The night before Christmas is a special night in our household. We make a traditional holiday meal to enjoy and the kids open up one small Christmas present before heading to church for a family friendly Christmas Eve service. We’re not a particularly religious family, but spending time in church with members of our community is heart warming and emphasizes this special time of year. On our way home, we drive around checking out holiday lights while listening to Christmas music. When we get home, we put out cookies, milk, and carrots, and we read “Twas the Night Before Christmas.” Then it’s off to bed for the kids!

Christmas morning involves a fire in the wood stove, holiday music, opening gifts one at a time, and then a big breakfast feast in our PJs! We’re big proponents of the “want, need, wear, read” giving trend for kids. With Santa in the mix, we tend to do a little more than one in each of these categories, but we limit our gift giving at Christmas to what we believe is a reasonable amount of gifts for the kids. I’ve been involved with unreasonable gift giving in the past and saw first hand how overwhelming it can be for young kids.
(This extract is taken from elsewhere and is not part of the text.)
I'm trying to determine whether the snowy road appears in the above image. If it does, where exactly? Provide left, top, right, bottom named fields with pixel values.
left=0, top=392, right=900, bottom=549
Most of these holiday traditions are not unique. In fact, I think they are very standard for families with children. The difference may be the way that these traditions define our holiday season with the gift giving being just a very small part. And the frugality of our approach is a convenient coincidence but not the reason why we limit our gift giving. In short, we hope that the accumulation of all these experiences and memories are what will linger with them throughout the years when they think back about the holiday season, not the toys they got when they were four.

What about you? How do you make the holidays special for your kids? Do you make a conscious effort to limit gift giving?